Thursday, January 28, 2016

Kind of Lie

And I was looking at him and I knew that he was living a lie. That he didn't want to be there next to her, that he wanted to be next to some guy. Next to some guy. And that only made me matter. I could deal with it not being me (even though I couldn't), at that, that was just a kick in the teeth. Even though, had it been me, if I had been there, I guess it would've only been a different kind of lie. And I don't know which one is worse. The lie to myself, the lie to him, the lies to her. I'm pretty sure she's the only one who comes out clean in any scenario. Well, she doesn't come out clean. But she isn't an aggressor. What am I saying? She's the victim, Option A or Option B. And victims are never clean.

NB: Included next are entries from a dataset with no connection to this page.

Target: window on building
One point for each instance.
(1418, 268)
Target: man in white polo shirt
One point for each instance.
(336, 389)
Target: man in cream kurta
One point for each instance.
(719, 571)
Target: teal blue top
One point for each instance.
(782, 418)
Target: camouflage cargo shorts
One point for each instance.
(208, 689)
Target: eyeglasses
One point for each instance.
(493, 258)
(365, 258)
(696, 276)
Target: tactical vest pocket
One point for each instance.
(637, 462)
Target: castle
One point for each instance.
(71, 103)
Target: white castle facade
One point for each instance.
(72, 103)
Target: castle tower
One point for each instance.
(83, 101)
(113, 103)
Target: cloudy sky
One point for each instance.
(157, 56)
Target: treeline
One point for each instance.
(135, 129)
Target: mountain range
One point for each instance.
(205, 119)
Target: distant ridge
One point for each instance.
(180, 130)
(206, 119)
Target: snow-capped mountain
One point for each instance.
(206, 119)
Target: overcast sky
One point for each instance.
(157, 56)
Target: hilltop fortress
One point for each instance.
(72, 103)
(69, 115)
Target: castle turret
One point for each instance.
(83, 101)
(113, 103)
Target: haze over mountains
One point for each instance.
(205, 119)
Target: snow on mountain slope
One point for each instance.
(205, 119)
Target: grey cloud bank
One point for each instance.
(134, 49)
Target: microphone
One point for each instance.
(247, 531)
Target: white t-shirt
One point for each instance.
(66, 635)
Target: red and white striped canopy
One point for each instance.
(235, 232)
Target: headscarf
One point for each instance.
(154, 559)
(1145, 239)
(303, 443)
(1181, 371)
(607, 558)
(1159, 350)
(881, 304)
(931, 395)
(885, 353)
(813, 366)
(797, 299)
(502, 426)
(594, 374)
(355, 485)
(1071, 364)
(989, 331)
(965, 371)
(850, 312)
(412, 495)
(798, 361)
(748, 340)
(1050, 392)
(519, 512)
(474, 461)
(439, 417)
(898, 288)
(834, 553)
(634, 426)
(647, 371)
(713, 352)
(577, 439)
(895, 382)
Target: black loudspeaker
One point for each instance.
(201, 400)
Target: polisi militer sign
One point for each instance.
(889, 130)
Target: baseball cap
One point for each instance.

Wednesday, January 27, 2016

Grand Plans

I had grand plans for today. I had even written them down, over there, on that notepad I bought expressly for the writing down of grand plans. Checklists and shopping lists and lists of all sorts. I went to bed early, I didn't have my nightcap, I washed my face, a good cleansing of the skin is what I did. I looked up what time the sun was to rise and I set my alarm for five minutes before, that I might rise with it, that I could for once watch a new day dawn. The places I was going to go, the things I was going to accomplish, the people I would call, the food I'd make. I bought a bottle of champagne, I was to hold a small celebration, which seems silly, because people do things every day, the world is filled with thing-doers. But I didn't rise with the sun. I slept until my normal, awful time and felt awful for it. I made toast and crossed things off my list, the ones I had to spare. And perhaps I could have still made a dent, still done enough, still made things better if I'd only stuck with it. But there is a sensation that comes over me at three o'clock, where if I haven't done much, I shut down. My body, brain, my being starts to coast. And then I'm counting the minutes until five. Then I'm kicking off my shoes. And people do this every day as well. But sometimes I am sick of being one person. I'd like to be another. And, I hope, that in realizing that I am some small step in that direction. And so I will pop my bubbly and toast to me, even though they say not to. But they aren't here.

Tuesday, January 26, 2016

The Bills

The bills were piling up but when Nate texted me to say hey let's go out I said well yeah of course. That's what I'm trying to do, more of this living in the moment bullshit. Money comes and money goes, you will make money, never let money stand in your way of doing anything, even if that anything is getting pissed drunk with an old friend on a Sunday night. Don't you have work, I asked him, and he said yeah of course he does and before I knew it we were two shots deep and onto our first beers. I told him I'd just read something, an article, maybe not the whole article, maybe it was just a headline, that beers with a lot of hops tend to give men man-breasts and what did he think about that. He said that men already have breasts, they're right there, he slapped me in mine, and said what did we have to be ashamed of. So we played pool, we played songs on the jukebox, we looked at pretty girls from across the room, and maybe we even talked to a few of them. We sat at the bar for hours and made small talk with the bartender and she bought us a round of whiskey because we were good guys and she liked talking to us. People came and people went. People went home to their roommates and friends and spouses and dogs and cats and electric and water and heat. I was happy to take myself away to a place where none of that matters. A place where, as violent and chaotic as it actually is, it's actually pretty damn peaceful. And sometimes it takes a Sunday of choices and a Monday of regret to realize that that place and this one, they're the same.

Monday, January 25, 2016

Acid

"I'm not asking for perfect," she said, "but it'd be nice if he paid for my cab home, that's all."

"You went over there," I said.

"Yeah."

"And you've done it before?" She didn't say anything. "So he asked and you responded, right? You did what he wanted."

She had been slicing a lime but stopped and didn't look all too thrilled with me. "Point being?" Things got short when she was pissed, pronouns went out the window.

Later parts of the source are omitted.